Ultimately though, if the code is crystal-clear to everyone else, then
I'm happy to spend more time trying to get my head around it, rather
than have you write a document for an audience of one :)
<snip stuff about array indices, which you address in a later mail>
line 950 - the comment here is terse - could it explain a bit more
what it's trying to do when grouping? I was a bit lost in here, I admit.
I'll give it another shot. How's this:
"""The goal of this function is to produce the smallest list of (info
list, VariantCombinations) tuples which has the following properties:
1. The intersection between any two satisfied sets of the
VariantCombinations must be empty.
2. If a piece of information was satisfied under a particular
combination of variants, that information must be paired with the
VariantCombination which has that combination in its satisfied set.
Note: A piece of information can appear more than once in the result.

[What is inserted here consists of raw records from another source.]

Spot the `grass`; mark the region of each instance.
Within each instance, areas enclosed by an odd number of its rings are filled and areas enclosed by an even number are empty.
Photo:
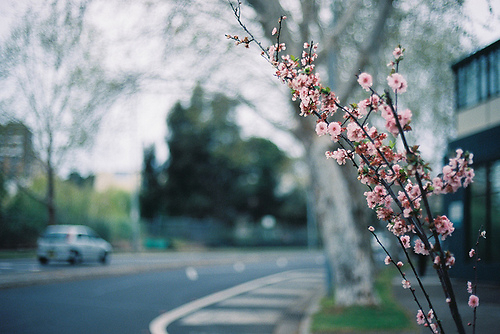
[[[414,328],[404,309],[394,300],[391,280],[393,272],[379,273],[375,290],[380,299],[377,306],[337,307],[333,298],[324,298],[321,309],[313,316],[311,331],[330,333],[386,333]]]

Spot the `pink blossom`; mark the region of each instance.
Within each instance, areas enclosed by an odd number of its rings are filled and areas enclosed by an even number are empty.
[[[388,76],[387,83],[395,93],[404,93],[406,92],[406,88],[408,87],[406,79],[399,73],[393,73]]]
[[[330,152],[330,154],[327,154],[327,158],[333,158],[337,160],[337,163],[339,165],[343,165],[346,162],[346,159],[349,158],[350,151],[346,151],[343,148],[339,148],[338,150],[334,152]]]
[[[326,124],[326,122],[321,121],[321,122],[316,123],[316,134],[318,136],[325,135],[327,128],[328,128],[328,125]]]
[[[425,249],[425,245],[422,240],[417,239],[415,241],[415,254],[429,255],[429,251]]]
[[[432,319],[434,319],[434,310],[430,309],[429,312],[427,312],[427,320],[431,322]]]
[[[432,187],[434,188],[434,194],[439,195],[443,193],[443,180],[440,177],[435,177],[432,179]]]
[[[333,141],[338,141],[340,133],[342,132],[342,127],[339,122],[331,122],[328,124],[327,132]]]
[[[354,122],[347,125],[347,138],[351,141],[361,141],[365,137],[363,130]]]
[[[437,216],[436,219],[434,219],[434,228],[441,235],[441,239],[443,240],[455,231],[453,223],[446,216]]]
[[[401,123],[401,127],[405,127],[405,125],[409,124],[411,121],[412,113],[410,109],[405,109],[401,113],[398,114],[399,122]]]
[[[424,316],[424,312],[422,312],[422,310],[418,310],[418,312],[417,312],[417,324],[419,324],[419,325],[425,324],[425,316]]]
[[[400,47],[397,47],[394,49],[394,51],[392,51],[392,55],[397,60],[397,59],[401,58],[401,56],[403,55],[403,50],[401,50]]]
[[[447,267],[453,267],[455,265],[455,257],[454,256],[449,256],[446,258],[446,266]]]
[[[411,247],[411,245],[410,245],[410,237],[409,236],[404,235],[404,236],[400,237],[400,240],[401,240],[401,243],[403,244],[404,248],[410,248]]]
[[[373,85],[372,76],[368,73],[363,72],[358,77],[358,83],[364,90],[369,92],[370,87]]]
[[[479,297],[476,295],[470,295],[469,297],[469,306],[472,308],[476,308],[479,306]]]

The 'lst' parameter is a list of tuples. The last item in each tuple
must be a VariantCombination. The rest of each tuple is the "piece of
information" discussed above."""
That seems better - thanks. The 'info list' is just baggage here,
right, it doesn't get used as part of the grouping calculation?
line 1270 - I don't see why you're skipping the order of the
is_successor check from the previous version of the code? If this is
correct, then does the comment at 1266 still hold?
Do you mean switching the order?
Yep.
> The comment on 1266 still holds, the
code was just wrong previously. Here, comp_fmri is the target fmri of a
require dependency. c is coming from the set of fmris from the
require-any dependency currently being checked for redundency. So, we
can drop the require-any dependency if there's already a require
dependency on a successor to c. Ie, if the require-any depends on a@1,
b@2 c@3, then a require dependency on c@4 means we can drop the
require-any dependency, but not a require dependency on c@2.
Thanks for the explanation - that makes sense now.